I am currently reading Secret Life of Covariance Matrix: http://www.inf.fu-berlin.de/inst/ag-ki/rojas_home/documents/tutorials/secretcovariance.pdf and am confused by the following:
Now, in the case of multidimensional variables, we need something similar to the mean squared distance to the mean. If a point x is to be classified, we can measure how similar it is to a point $x_i$ (in the cluster centered around μ)by computing the square of the scalar product of the vectors relative to the center of the cluster μ.
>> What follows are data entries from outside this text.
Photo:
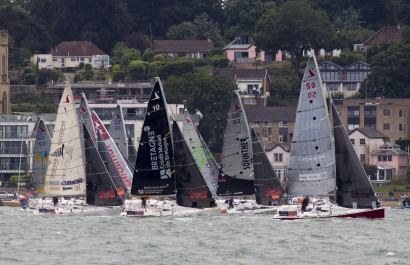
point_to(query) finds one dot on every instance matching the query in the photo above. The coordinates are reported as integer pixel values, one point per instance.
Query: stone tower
(5, 106)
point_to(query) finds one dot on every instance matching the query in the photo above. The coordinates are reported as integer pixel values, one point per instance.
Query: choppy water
(247, 239)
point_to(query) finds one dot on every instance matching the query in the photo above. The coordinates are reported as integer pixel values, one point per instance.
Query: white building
(69, 54)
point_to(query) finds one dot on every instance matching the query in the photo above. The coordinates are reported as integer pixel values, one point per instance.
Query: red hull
(369, 214)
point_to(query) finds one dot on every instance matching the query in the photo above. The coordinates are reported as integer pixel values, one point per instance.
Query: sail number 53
(311, 85)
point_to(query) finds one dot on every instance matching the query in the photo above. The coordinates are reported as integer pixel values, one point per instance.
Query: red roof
(76, 48)
(385, 34)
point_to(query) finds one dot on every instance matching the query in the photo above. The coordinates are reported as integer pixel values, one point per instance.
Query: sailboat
(66, 170)
(199, 151)
(236, 176)
(323, 164)
(165, 167)
(41, 152)
(116, 163)
(268, 187)
(245, 169)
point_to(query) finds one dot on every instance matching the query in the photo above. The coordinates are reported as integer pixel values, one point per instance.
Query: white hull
(74, 207)
(324, 208)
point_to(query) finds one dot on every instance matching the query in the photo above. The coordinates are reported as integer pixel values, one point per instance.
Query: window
(363, 158)
(267, 124)
(278, 157)
(384, 158)
(332, 86)
(351, 86)
(386, 126)
(249, 101)
(283, 124)
(255, 124)
(353, 113)
(370, 113)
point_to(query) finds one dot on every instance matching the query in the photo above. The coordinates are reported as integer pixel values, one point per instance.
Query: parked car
(4, 195)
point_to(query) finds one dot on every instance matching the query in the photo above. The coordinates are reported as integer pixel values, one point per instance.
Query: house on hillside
(272, 124)
(365, 141)
(253, 84)
(243, 50)
(279, 155)
(183, 48)
(385, 34)
(69, 54)
(391, 161)
(345, 80)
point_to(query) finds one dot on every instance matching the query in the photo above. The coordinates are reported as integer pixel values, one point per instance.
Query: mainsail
(100, 188)
(312, 159)
(197, 147)
(66, 168)
(117, 131)
(120, 163)
(353, 184)
(192, 190)
(236, 173)
(85, 114)
(268, 187)
(132, 151)
(154, 170)
(41, 152)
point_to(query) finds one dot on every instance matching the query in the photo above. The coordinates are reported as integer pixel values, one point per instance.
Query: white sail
(41, 152)
(312, 158)
(236, 158)
(119, 161)
(66, 167)
(117, 131)
(200, 153)
(85, 114)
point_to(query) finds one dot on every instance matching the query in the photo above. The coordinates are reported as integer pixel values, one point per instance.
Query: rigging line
(194, 163)
(204, 186)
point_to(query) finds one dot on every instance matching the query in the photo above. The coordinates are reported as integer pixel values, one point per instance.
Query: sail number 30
(311, 85)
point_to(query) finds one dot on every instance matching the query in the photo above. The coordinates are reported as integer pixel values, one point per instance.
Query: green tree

$d\left(x, x_{i}\right)=\left((x-\mu)^{\mathrm{T}}\left(x_{i}-\mu\right)\right)^{2}$
We can repeat this computation for each data point xi, i = 1,...,N, and averaging the results: $ \begin{aligned} D(x, \mu) &=\frac{1}{N} \sum_{1}^{N}\left((x-\mu)^{\mathrm{T}}\left(x_{i}-\mu\right)\right)^{2} \\ &=\frac{1}{N} \sum(x-\mu)^{T}\left(x_{i}-\mu\right)\left(x_{i}-\mu\right)^{T}(x-\mu) \\ &=(x-\mu)^{T}\left(\frac{1}{N} \sum\left(x_{i}-\mu\right)\left(x_{i}-\mu\right)^{T}\right)(x-\mu) \\ &=(x-\mu)^{T} \Sigma(x-\mu) \end{aligned}$
Where $\Sigma=\frac{1}{N} \sum_{i}^{N}\left(x_{i}-\mu\right)\left(x_{i}-\mu\right)^{T}$
Firstly why is distance measured as above? Should'nt it be the Mahalanobis Distance defined as : $ d_{L 2}(x, y)={(x-y)^{T}(x-y)}$?
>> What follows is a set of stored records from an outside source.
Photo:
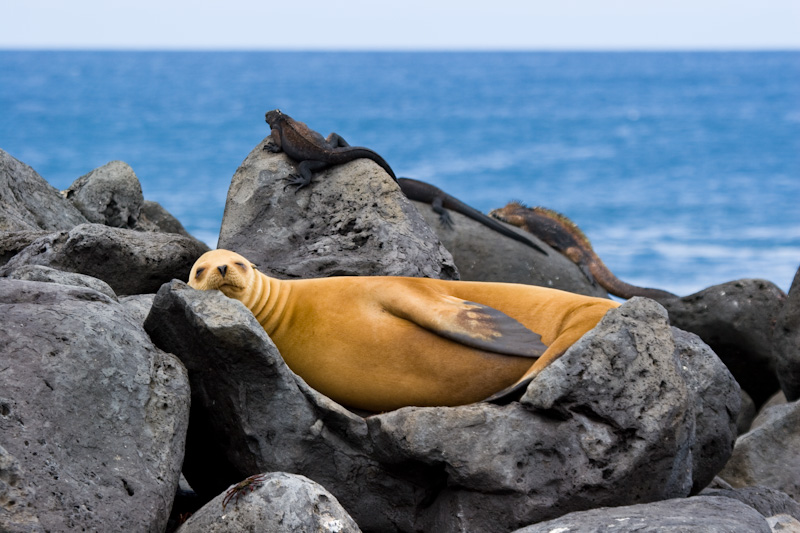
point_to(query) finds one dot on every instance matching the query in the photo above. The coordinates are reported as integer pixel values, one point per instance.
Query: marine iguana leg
(336, 141)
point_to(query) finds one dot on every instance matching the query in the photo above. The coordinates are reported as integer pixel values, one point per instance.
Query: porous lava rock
(624, 416)
(94, 414)
(130, 262)
(275, 502)
(786, 343)
(736, 319)
(351, 220)
(708, 514)
(28, 202)
(482, 254)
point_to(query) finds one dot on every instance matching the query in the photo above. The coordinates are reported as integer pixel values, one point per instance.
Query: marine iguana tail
(311, 150)
(563, 235)
(441, 201)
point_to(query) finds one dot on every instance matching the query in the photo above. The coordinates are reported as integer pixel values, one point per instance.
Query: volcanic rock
(351, 220)
(93, 413)
(131, 262)
(625, 416)
(482, 254)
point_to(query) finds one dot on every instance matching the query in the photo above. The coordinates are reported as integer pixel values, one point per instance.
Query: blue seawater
(682, 168)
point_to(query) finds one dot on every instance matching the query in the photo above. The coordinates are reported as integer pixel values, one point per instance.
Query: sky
(400, 24)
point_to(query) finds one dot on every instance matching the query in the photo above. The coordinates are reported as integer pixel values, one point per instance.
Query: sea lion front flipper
(471, 324)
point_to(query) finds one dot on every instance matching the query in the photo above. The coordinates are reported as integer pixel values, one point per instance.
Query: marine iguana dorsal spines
(440, 201)
(565, 236)
(312, 151)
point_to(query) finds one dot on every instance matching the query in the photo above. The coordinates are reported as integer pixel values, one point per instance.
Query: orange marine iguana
(563, 235)
(311, 150)
(440, 201)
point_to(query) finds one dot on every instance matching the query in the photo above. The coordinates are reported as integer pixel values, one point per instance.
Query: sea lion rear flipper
(471, 324)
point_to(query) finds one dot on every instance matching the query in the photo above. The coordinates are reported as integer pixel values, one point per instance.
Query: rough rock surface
(746, 414)
(92, 411)
(769, 454)
(131, 262)
(786, 343)
(736, 319)
(110, 195)
(153, 217)
(138, 306)
(717, 400)
(784, 524)
(13, 242)
(482, 254)
(351, 220)
(28, 202)
(280, 503)
(617, 420)
(768, 502)
(17, 495)
(708, 514)
(51, 275)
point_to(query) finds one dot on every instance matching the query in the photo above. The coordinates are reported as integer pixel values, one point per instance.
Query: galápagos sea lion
(380, 343)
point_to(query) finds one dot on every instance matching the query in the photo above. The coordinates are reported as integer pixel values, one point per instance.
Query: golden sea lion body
(380, 343)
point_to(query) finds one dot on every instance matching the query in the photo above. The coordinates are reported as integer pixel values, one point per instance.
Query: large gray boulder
(621, 418)
(13, 242)
(17, 494)
(28, 202)
(51, 275)
(110, 195)
(153, 217)
(786, 343)
(768, 502)
(482, 254)
(736, 319)
(769, 454)
(131, 262)
(351, 220)
(709, 514)
(273, 503)
(92, 411)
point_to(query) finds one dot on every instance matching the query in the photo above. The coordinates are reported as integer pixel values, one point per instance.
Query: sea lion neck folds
(379, 343)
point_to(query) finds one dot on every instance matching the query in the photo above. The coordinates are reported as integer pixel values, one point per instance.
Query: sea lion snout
(221, 269)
If $A$ is my mean centered data matrix, then the covariance matrix is defined as $A^TA$ however above we have $AA^T$ as $\Sigma$. This is covariance among entries while we want covariance of features. Shouldn't it be the opposite?
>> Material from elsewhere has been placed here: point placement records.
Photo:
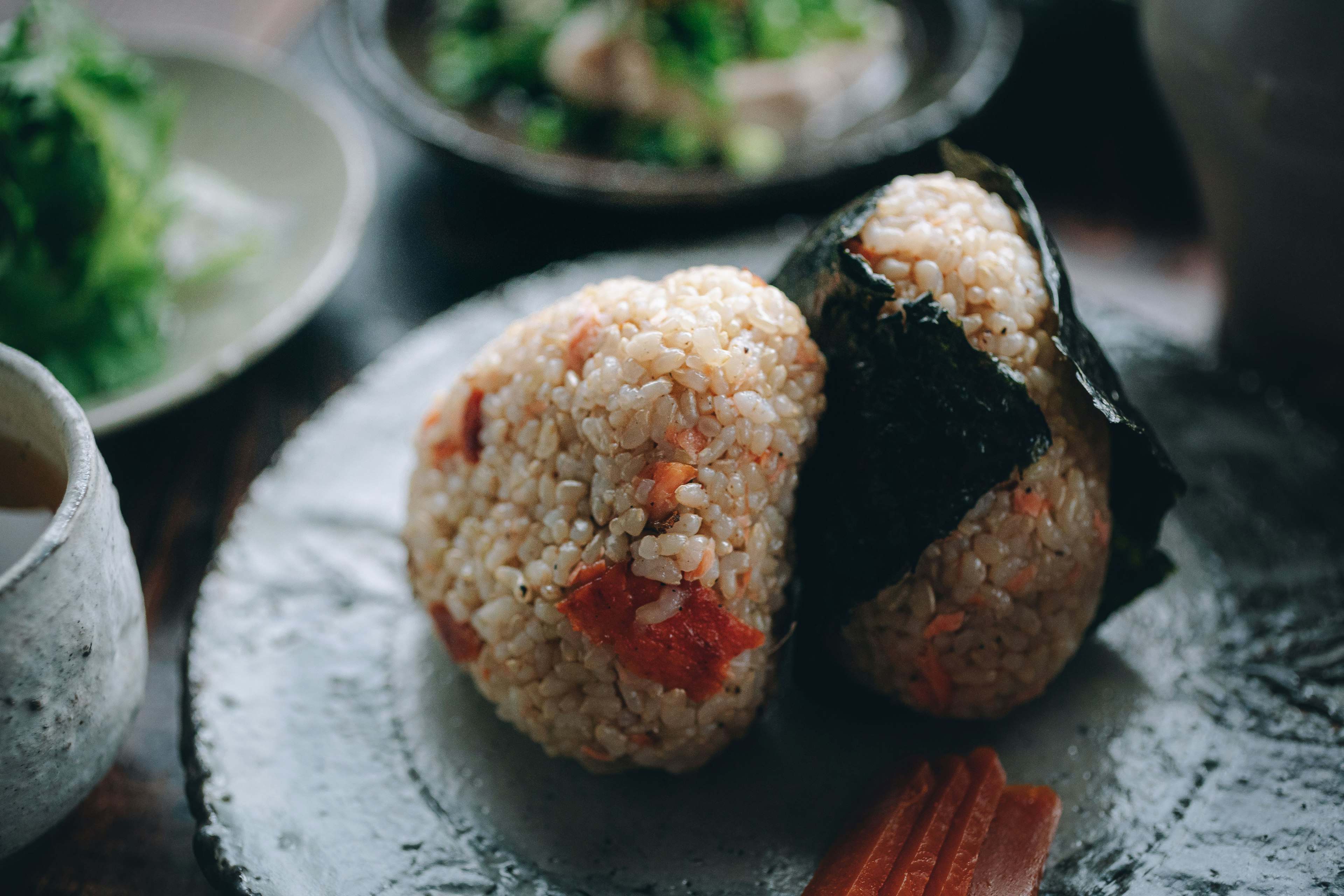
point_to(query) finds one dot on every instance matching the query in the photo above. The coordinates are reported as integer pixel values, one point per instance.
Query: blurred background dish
(296, 149)
(940, 62)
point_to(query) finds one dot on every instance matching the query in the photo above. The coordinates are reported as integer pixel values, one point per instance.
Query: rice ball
(598, 522)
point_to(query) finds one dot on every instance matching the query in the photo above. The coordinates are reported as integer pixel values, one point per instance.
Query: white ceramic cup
(73, 651)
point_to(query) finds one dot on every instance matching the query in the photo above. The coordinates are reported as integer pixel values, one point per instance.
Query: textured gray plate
(332, 749)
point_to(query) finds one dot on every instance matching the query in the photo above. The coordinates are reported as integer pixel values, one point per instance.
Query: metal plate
(956, 54)
(332, 747)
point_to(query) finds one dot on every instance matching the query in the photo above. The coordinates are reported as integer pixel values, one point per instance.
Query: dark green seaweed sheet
(920, 424)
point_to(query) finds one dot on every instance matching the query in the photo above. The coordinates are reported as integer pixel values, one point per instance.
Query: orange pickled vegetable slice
(689, 651)
(944, 622)
(910, 875)
(1018, 844)
(862, 856)
(958, 860)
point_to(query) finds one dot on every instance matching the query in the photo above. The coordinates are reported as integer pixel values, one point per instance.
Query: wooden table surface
(436, 237)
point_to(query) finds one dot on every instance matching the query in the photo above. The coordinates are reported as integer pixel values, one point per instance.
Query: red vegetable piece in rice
(472, 426)
(582, 342)
(1025, 500)
(690, 651)
(668, 476)
(587, 573)
(463, 644)
(933, 690)
(465, 437)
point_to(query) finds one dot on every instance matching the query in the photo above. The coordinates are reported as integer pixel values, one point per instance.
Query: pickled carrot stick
(910, 874)
(1015, 851)
(958, 860)
(861, 858)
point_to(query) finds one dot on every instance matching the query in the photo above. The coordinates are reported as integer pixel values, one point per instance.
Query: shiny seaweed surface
(908, 449)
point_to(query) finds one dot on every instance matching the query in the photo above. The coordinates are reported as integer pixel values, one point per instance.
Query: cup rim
(77, 445)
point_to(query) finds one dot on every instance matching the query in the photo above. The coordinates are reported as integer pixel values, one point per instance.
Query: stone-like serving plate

I am asking because this is later used to show the variance of the one-dimensional projected as : $\sigma^{2}=\frac{1}{N} \sum_{i}^{N} u^{\mathrm{T}}\left(x_{i}-\mu\right)\left(x_{i}-\mu\right)^{\mathrm{T}} u=u^{\mathrm{T}} \Sigma u$ which I am keen to understand.